On June 9, 2015, OIG released a fraud alert titled, “Fraud Alert: Physician Compensation Arrangements May Result in Significant Liability.” Although the OIG’s enforcement of physician compensation arrangements, including medical director agreements, under the Anti-Kickback Statute (AKS) is not new, OIG’s clear emphasis in the Fraud Alert on its prosecution of physicians who enter into such problematic arrangements is notable. The AKS criminalizes the conduct of both parties to an arrangement, both the offeror and the solicitor/recipient. Generally speaking, however, OIG’s enforcement of physician compensation arrangements has traditionally focused on the party contracting with the physician.
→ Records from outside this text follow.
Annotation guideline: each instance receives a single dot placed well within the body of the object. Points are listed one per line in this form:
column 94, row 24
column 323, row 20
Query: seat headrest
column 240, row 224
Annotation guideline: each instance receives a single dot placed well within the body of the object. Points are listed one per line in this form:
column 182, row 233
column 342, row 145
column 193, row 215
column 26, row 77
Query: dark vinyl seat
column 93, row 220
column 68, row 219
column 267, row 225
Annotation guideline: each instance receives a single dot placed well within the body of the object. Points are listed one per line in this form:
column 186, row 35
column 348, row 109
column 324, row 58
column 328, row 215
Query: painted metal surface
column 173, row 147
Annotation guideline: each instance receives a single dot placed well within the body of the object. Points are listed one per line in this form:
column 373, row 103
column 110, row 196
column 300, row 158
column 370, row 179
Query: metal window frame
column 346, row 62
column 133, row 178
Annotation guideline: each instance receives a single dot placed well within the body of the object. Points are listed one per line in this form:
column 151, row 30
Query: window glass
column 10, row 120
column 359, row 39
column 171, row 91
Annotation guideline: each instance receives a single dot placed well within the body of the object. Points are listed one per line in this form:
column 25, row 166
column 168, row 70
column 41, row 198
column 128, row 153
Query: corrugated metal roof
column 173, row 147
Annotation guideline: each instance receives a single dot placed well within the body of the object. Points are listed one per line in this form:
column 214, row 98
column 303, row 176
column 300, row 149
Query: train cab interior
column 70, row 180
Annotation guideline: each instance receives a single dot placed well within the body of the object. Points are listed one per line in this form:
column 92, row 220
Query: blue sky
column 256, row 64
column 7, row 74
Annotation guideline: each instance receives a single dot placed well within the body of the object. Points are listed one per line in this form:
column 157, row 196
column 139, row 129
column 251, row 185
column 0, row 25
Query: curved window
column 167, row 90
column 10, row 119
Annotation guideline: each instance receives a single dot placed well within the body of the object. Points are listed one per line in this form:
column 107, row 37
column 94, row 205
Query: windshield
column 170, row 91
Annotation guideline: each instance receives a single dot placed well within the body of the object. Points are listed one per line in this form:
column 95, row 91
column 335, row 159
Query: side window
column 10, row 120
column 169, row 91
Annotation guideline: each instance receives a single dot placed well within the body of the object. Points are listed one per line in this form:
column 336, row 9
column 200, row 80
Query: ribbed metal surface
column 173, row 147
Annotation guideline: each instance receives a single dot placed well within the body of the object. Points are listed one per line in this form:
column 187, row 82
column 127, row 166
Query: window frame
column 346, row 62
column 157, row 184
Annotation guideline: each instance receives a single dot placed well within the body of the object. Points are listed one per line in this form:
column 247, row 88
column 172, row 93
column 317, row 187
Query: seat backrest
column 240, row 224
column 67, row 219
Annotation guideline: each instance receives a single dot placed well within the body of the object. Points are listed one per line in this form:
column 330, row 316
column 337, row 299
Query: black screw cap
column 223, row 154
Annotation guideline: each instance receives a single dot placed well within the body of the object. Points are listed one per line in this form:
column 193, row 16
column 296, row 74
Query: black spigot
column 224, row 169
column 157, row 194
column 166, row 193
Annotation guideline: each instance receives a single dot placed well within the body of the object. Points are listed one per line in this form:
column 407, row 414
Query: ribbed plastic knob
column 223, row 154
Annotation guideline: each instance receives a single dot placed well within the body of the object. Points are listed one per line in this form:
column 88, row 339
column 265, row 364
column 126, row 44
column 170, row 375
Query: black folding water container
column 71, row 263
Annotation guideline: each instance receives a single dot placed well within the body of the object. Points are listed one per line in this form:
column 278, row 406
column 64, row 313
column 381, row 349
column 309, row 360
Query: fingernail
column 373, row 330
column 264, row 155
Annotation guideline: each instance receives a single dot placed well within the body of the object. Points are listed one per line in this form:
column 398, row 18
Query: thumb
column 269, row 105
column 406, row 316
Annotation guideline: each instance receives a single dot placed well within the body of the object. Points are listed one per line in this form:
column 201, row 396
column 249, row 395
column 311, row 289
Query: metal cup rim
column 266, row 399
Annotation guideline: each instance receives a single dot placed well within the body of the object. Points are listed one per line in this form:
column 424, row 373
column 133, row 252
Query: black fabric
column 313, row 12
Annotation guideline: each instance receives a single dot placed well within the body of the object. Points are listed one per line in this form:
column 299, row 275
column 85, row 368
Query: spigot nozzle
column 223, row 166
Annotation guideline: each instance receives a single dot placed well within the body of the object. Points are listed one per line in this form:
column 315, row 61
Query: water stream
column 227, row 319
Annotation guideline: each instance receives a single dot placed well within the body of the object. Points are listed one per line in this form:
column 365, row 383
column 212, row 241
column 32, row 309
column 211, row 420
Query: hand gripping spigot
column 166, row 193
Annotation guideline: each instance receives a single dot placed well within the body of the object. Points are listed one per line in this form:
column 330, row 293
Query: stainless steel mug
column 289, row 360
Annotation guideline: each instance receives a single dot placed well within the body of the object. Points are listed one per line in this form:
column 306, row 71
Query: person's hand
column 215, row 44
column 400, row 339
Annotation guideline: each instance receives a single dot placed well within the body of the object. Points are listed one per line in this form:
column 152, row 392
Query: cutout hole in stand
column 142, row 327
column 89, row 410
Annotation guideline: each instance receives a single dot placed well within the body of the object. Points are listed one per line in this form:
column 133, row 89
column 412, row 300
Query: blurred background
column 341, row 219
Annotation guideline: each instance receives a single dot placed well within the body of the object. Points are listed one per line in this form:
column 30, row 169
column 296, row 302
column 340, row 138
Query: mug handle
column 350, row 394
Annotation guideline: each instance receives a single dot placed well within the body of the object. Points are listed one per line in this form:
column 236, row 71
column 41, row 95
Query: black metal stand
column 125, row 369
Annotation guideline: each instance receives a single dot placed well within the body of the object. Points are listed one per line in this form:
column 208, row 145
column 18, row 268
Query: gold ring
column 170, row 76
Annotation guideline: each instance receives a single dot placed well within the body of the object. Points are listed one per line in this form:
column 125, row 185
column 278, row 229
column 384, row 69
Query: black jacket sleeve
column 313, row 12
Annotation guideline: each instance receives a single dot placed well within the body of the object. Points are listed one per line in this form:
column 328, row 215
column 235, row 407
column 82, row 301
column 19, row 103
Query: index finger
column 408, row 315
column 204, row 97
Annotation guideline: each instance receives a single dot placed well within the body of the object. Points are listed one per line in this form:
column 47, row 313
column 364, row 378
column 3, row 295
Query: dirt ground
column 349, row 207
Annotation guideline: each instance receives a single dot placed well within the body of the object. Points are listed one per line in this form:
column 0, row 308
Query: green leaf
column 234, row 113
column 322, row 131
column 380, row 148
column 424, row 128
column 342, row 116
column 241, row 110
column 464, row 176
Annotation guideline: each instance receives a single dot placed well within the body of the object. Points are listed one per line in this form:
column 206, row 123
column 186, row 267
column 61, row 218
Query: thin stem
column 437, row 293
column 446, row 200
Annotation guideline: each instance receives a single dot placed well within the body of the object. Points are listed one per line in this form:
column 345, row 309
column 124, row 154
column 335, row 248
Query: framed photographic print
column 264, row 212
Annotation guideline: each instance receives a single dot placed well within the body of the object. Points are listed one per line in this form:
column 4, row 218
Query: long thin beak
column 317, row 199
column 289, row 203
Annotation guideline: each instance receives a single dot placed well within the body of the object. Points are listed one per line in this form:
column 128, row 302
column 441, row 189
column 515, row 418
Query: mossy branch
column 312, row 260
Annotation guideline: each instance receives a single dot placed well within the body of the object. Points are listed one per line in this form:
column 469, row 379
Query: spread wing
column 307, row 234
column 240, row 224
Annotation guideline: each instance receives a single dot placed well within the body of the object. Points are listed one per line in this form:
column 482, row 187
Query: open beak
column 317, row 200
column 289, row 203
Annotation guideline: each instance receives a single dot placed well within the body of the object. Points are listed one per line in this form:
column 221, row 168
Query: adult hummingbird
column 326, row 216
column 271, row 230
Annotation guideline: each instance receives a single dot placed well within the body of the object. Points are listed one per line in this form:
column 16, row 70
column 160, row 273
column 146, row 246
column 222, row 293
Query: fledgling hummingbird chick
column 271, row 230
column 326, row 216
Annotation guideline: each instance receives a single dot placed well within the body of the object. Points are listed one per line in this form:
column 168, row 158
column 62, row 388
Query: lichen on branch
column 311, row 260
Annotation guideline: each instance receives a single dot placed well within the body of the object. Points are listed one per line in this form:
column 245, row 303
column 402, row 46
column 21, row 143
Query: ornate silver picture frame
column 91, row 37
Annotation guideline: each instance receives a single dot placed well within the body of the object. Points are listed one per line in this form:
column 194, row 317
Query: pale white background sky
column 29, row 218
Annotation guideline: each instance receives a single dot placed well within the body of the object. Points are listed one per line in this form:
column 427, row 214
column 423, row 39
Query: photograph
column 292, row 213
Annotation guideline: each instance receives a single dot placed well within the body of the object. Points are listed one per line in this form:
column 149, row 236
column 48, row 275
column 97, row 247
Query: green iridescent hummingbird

In the Fraud Alert, OIG sends a strong message to physicians. The agency describes recent settlements with 12 individual physicians who entered into “questionable medical directorship and office staff arrangements,” clearly pointing out that thephysicians “were an integral part of the scheme” and subject to Civil Monetary Penalties liability themselves. Moreover, OIG not so subtly “encourages physicians to carefully consider the terms and conditions of” compensation arrangements, including medical director agreements, and refers them to OIG’s “Compliance Program Guidance for Individual and Small Group Physician Practices” and OIG’s “A Roadmap for New Physicians: Avoiding Medicare and Medicaid Fraud and Abuse.”
The Fraud Alert could signal the beginning of a new enforcement trend focused on physician culpability under the AKS. Physician practices, both large and small, should certainly heed OIG’s message and take this opportunity to examine their compensation arrangements and carefully consider all new arrangements before they fall under government scrutiny.